19 Nov 2013, 11:52 am

beneficii wrote:
Those who think it's OK to kill the disabled are nothing more than psychopaths:

http://www.psychologytoday.com/blog/dis ... e-disabled


How about those who are not in favor of killing the disable but are not in favor being forced to support them and keep them alive.

Remember, not helping a person to live is NOT the same thing as killing that person. Killing requires an act of commission. Not supporting a person is an act of omission.

ruveyn



Edgar
Butterfly
Butterfly

User avatar

Joined: 12 Nov 2013
Age: 39
Gender: Male
Posts: 11

19 Nov 2013, 5:32 pm

As someone with disabling autism, who did NOT ask for it, I'm sad to see that some people here would rather I just go away and die than get help.
You know what? I HAVE given up. No one ever taught me what I needed to be taught. No one ever helped me. Society never helped me. Society did everything it could to kill me. I am surprised I'm even still alive, but I won't be much longer, it is just NOT. WORTH. IT.



Edgar
Butterfly
Butterfly

User avatar

Joined: 12 Nov 2013
Age: 39
Gender: Male
Posts: 11

19 Nov 2013, 5:35 pm

ruveyn wrote:
beneficii wrote:
Those who think it's OK to kill the disabled are nothing more than psychopaths:

http://www.psychologytoday.com/blog/dis ... e-disabled


How about those who are not in favor of killing the disable but are not in favor being forced to support them and keep them alive.

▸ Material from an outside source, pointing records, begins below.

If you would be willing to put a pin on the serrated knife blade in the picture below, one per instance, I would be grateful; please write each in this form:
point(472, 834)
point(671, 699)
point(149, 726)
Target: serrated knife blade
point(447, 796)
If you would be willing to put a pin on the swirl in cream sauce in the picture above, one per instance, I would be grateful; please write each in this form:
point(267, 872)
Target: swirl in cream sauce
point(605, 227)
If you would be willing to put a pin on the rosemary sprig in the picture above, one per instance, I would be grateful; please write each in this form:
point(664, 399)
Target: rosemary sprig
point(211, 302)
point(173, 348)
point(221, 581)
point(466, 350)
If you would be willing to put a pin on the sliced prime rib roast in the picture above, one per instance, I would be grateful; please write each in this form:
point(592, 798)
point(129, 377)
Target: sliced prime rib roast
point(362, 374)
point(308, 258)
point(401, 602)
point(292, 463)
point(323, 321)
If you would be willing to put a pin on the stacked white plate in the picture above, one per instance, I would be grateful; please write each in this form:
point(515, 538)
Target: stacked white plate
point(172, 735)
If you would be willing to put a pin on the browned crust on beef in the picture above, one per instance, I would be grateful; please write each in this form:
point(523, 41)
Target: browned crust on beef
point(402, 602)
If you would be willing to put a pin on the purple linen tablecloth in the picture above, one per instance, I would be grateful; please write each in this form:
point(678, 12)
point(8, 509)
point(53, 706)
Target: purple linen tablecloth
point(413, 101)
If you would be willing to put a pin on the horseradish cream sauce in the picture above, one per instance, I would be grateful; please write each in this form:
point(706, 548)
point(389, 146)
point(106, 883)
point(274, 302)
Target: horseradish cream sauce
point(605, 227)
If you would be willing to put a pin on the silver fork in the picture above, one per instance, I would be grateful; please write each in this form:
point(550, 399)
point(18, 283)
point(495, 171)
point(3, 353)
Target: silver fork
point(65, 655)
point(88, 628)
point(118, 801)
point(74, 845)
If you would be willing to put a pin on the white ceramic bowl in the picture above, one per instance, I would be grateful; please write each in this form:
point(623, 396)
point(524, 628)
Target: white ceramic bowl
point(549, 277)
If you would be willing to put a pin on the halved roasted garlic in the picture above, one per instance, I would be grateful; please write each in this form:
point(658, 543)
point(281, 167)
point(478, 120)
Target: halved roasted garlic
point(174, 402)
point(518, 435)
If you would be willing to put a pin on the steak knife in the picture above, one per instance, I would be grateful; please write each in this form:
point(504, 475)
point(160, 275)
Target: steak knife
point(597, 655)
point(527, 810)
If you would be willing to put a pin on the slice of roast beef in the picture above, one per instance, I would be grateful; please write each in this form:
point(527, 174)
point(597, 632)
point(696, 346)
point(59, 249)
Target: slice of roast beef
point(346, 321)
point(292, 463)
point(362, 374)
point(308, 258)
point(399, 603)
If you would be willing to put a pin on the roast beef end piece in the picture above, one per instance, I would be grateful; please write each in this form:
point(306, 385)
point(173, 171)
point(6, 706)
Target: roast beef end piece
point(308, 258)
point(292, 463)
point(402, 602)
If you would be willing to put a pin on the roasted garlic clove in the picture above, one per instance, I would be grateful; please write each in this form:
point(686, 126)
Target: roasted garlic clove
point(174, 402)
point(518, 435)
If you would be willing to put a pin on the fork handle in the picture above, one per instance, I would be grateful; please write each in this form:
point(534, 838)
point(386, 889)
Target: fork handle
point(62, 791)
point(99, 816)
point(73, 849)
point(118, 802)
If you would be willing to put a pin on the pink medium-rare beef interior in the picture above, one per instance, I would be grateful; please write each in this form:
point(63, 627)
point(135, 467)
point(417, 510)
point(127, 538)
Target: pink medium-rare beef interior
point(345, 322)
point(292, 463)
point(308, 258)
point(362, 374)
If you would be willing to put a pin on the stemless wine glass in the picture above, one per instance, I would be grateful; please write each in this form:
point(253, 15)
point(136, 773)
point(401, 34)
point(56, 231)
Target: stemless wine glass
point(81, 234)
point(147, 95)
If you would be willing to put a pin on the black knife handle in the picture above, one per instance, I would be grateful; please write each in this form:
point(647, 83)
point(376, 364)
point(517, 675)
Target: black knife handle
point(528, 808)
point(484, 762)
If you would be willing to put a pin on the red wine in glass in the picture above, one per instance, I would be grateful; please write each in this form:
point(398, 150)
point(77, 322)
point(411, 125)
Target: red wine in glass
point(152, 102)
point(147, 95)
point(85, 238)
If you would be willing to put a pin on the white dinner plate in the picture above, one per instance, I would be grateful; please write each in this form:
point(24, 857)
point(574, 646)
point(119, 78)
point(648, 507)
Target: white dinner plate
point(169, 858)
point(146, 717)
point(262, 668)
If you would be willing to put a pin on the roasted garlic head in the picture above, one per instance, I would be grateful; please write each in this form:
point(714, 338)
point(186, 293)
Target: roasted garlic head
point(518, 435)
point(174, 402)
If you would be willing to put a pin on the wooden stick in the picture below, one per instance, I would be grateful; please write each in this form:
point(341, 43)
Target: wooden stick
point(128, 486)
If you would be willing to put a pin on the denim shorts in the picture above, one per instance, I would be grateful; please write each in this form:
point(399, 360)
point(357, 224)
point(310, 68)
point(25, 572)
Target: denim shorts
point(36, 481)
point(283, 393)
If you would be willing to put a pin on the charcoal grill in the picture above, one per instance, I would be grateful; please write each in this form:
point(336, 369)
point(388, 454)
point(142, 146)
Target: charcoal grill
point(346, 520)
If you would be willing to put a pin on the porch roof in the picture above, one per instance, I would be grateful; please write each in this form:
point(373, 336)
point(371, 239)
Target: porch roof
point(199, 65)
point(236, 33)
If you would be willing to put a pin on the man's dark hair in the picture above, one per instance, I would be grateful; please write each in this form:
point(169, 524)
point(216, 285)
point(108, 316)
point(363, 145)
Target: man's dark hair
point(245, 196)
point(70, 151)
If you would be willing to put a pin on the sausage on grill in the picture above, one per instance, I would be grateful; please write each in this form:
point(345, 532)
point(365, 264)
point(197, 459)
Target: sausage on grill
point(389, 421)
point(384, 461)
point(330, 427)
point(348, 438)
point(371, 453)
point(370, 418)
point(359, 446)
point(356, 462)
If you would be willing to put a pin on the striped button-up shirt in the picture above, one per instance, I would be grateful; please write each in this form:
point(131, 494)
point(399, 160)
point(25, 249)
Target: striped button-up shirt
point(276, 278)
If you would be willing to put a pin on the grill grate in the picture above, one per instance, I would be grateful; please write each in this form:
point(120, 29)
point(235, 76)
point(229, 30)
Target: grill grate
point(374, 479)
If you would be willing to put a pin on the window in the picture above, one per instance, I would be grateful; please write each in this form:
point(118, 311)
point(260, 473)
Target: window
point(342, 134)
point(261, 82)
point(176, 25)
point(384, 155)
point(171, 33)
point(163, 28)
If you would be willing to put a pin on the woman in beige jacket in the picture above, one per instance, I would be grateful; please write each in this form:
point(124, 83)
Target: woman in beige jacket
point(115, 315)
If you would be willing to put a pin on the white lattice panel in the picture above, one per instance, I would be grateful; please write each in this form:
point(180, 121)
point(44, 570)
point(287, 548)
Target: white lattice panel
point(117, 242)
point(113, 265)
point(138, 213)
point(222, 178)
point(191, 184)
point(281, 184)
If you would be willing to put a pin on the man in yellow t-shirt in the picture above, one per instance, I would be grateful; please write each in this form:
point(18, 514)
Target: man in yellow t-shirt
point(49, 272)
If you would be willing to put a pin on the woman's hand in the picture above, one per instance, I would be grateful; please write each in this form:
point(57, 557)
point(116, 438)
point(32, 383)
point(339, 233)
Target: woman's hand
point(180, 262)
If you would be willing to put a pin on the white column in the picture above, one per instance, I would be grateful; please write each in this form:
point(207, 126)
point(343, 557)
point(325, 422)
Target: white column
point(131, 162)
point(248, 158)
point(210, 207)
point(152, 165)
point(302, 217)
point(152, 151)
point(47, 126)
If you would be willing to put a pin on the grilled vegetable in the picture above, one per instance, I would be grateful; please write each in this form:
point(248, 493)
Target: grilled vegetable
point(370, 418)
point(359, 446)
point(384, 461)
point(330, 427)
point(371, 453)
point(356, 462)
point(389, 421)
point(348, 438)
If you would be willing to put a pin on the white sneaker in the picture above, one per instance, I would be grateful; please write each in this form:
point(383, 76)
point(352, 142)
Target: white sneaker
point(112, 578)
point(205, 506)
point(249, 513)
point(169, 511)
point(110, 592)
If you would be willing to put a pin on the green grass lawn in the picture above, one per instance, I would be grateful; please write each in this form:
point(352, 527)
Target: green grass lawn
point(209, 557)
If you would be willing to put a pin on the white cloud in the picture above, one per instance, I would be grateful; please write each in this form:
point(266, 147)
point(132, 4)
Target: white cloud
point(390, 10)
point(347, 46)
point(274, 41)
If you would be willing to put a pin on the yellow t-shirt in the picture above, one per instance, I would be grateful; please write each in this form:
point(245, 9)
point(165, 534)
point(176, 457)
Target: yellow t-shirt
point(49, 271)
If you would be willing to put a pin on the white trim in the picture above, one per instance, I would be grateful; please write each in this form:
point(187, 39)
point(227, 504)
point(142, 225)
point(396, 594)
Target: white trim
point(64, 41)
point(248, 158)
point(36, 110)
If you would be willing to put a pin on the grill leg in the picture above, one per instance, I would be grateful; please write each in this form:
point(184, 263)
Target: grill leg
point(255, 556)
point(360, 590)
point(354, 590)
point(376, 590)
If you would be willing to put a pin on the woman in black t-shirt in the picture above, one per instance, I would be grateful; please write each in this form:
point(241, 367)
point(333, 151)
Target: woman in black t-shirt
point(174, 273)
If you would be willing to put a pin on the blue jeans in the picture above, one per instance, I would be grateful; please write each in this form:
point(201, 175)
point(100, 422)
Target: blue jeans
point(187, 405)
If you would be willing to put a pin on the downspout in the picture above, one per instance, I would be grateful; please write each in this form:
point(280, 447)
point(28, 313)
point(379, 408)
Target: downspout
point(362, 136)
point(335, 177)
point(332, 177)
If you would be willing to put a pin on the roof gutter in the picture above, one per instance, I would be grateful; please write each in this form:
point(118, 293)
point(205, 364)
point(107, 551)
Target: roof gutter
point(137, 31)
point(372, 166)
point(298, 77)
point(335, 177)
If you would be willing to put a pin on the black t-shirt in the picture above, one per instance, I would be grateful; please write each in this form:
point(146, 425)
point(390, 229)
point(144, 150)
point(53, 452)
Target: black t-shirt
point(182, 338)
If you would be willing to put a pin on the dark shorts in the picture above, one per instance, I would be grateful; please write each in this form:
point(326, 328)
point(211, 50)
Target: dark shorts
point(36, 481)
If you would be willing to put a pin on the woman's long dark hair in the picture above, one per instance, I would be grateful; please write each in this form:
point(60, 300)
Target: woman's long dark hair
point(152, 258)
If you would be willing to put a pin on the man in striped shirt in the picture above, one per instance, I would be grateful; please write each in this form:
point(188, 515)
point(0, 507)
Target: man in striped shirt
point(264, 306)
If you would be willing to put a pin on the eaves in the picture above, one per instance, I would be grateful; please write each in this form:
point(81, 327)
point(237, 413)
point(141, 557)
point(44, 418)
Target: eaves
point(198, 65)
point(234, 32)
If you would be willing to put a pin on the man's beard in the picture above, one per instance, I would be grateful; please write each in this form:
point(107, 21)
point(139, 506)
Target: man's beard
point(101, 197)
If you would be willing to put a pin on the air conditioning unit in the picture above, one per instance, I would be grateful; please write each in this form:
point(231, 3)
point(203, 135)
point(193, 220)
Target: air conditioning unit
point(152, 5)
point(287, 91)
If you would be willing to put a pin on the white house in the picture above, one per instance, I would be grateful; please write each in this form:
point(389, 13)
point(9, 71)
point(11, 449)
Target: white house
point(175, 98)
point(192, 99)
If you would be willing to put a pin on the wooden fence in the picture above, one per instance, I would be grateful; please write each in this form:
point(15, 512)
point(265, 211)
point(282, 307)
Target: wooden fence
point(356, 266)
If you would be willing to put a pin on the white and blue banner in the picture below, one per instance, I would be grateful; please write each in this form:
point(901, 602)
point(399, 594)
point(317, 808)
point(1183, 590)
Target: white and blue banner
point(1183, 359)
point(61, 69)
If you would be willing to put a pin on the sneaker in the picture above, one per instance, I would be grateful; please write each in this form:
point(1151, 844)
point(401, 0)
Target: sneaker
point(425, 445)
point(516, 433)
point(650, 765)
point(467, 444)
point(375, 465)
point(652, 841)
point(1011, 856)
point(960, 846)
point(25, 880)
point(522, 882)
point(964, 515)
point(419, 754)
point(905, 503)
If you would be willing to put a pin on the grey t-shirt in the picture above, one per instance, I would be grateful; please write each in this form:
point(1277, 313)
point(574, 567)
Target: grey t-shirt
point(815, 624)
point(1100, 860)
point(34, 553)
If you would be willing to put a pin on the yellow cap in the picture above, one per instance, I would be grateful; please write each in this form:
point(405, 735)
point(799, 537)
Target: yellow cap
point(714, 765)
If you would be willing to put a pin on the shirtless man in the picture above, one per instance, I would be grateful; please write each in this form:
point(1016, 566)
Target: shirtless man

Remember, not helping a person to live is NOT the same thing as killing that person. Killing requires an act of commission. Not supporting a person is an act of omission.

ruveyn


Those who just can't be bothered to be "forced" to help someone live are FAR WORSE than those who do the actual killing, because their behavior ALLOWS the killers to come into existence to begin with.